Tearful supporters have cheered Fidel Castro for the free education and health care he spread in the island, while detractors call him a dictator.”

He has been the father of all Cubans and all the people in need in the world,” said Margarita Aguilera, the 54-year-old director of a state tobacco company who painted the words “farewell, comandante” on stone.

Enediel Rodriguez, 50, was helping to make preparations Friday in a public hall where people will be able to watch the arrival of the jeep with the ashes before they go out on the street.”He will rest in Santiago de Cuba because Marti is our national apostle and this was his idea, to rest here next to him,” Rodriguez said.

Bearded rebels

The government had already led a huge rally with two dozen foreign presidents in Havana on Tuesday, but Santiago holds a special place in Castro’s life.On July 26, 1953, the Castro brothers launched a failed attack on the Moncada military barracks in the city, some 900 kilometers (560 miles) east of Havana.

While the rebels were jailed, it put Castro on the map and he would eventually go into exile in Mexico.”Condemn me, it does not matter,” the trained lawyer had famously said at his trial.

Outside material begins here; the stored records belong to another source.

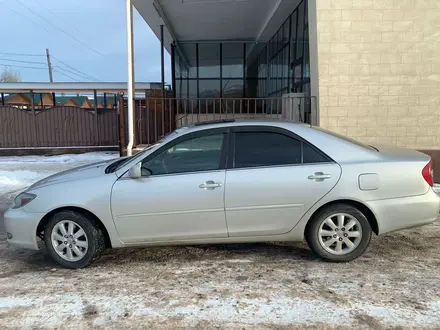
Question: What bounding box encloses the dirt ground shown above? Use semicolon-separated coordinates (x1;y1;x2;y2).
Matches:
0;219;440;330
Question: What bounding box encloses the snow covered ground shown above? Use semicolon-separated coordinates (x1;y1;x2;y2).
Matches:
0;152;440;330
0;152;119;201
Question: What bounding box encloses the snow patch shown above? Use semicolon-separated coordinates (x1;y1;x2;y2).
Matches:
0;294;440;328
0;152;118;200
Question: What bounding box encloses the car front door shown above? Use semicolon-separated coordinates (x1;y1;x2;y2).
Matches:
225;127;341;237
111;129;229;243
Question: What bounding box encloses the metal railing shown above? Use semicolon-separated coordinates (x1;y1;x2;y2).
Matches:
125;97;317;145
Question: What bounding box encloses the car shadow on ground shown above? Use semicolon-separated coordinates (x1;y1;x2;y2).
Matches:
0;235;316;270
0;224;440;270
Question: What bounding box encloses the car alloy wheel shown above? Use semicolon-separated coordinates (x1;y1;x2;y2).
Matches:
318;213;362;255
51;220;89;262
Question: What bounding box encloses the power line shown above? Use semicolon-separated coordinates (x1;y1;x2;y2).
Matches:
0;63;47;70
3;2;84;52
52;55;100;81
0;52;46;56
15;0;121;66
53;69;81;82
53;65;99;82
0;58;46;65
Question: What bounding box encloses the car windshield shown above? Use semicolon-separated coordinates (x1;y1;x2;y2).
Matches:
312;126;379;151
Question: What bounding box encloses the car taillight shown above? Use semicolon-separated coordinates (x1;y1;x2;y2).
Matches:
422;160;434;187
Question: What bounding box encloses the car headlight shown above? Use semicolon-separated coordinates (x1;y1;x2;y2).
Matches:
12;193;37;209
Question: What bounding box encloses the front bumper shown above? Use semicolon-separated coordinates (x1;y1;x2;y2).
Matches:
367;189;440;234
4;208;44;250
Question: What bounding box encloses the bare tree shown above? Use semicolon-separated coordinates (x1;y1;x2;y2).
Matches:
0;68;21;83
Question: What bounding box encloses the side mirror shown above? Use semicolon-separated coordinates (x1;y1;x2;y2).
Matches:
128;163;142;179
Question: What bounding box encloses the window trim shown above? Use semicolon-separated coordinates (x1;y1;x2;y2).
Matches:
226;125;335;170
140;127;231;178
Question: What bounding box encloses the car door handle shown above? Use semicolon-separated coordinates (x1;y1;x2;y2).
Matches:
199;181;222;190
309;172;332;182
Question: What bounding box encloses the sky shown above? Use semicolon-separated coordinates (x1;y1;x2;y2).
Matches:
0;0;171;83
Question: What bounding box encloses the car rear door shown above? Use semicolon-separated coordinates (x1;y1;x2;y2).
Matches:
225;126;341;237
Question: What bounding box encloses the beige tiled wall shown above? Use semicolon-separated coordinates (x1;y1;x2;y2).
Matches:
316;0;440;149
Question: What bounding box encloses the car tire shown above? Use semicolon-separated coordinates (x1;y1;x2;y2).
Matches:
306;204;372;262
44;211;105;269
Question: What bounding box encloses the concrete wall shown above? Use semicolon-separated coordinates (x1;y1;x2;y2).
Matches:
311;0;440;149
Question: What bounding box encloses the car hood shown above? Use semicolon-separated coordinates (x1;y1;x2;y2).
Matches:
27;159;115;191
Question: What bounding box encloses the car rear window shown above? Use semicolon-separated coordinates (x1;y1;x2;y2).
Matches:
312;126;379;151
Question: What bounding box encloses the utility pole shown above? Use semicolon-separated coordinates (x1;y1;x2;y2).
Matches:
46;48;53;82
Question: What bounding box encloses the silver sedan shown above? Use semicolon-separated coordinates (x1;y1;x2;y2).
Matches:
5;120;440;268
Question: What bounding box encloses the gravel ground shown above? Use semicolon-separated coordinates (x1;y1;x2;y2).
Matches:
0;219;440;330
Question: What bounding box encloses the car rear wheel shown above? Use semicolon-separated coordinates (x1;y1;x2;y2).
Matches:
44;211;105;268
306;204;372;262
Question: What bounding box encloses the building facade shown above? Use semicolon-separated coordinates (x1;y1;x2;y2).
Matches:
134;0;440;150
316;0;440;149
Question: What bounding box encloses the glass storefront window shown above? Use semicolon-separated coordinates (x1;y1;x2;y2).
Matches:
199;79;220;98
174;0;310;104
199;43;220;78
222;43;244;79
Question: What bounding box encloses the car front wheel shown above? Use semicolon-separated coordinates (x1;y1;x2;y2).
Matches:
306;204;372;262
44;211;105;268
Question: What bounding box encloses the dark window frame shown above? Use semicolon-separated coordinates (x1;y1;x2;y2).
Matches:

“History will absolve me.”Three years after the Moncada defeat, the Castro brothers and their band of bearded rebels returned to Cuba aboard a ship named Granma. On Friday, Cuba marked 60 years since the yacht landed in a southeastern beach.

The rebels fled into the Sierra Maestra Mountains, launching a guerrilla war that would end in triumph against dictator Fulgencio Batista on January 1, 1959.

Following their victory, Castro celebrated by touring the island from Santiago to Havana in a march known as “La Caravana de la Libertad” (caravan of freedom).

His ashes are being taken on the reverse route under the same theme. It retraces the journey he made in 1959 after arguably the most audacious and inspiring revolution of the 20th century.

Historical moment

While hundreds of thousands of people have congregated along the road to bid farewell, the government has encouraged Cubans to sign a pledge to defend his revolution.The first major town on the route of the procession was Cienfuegos. Education manager María Elena Martínez says this is a historical moment, though she does not expect it to usher in big changes.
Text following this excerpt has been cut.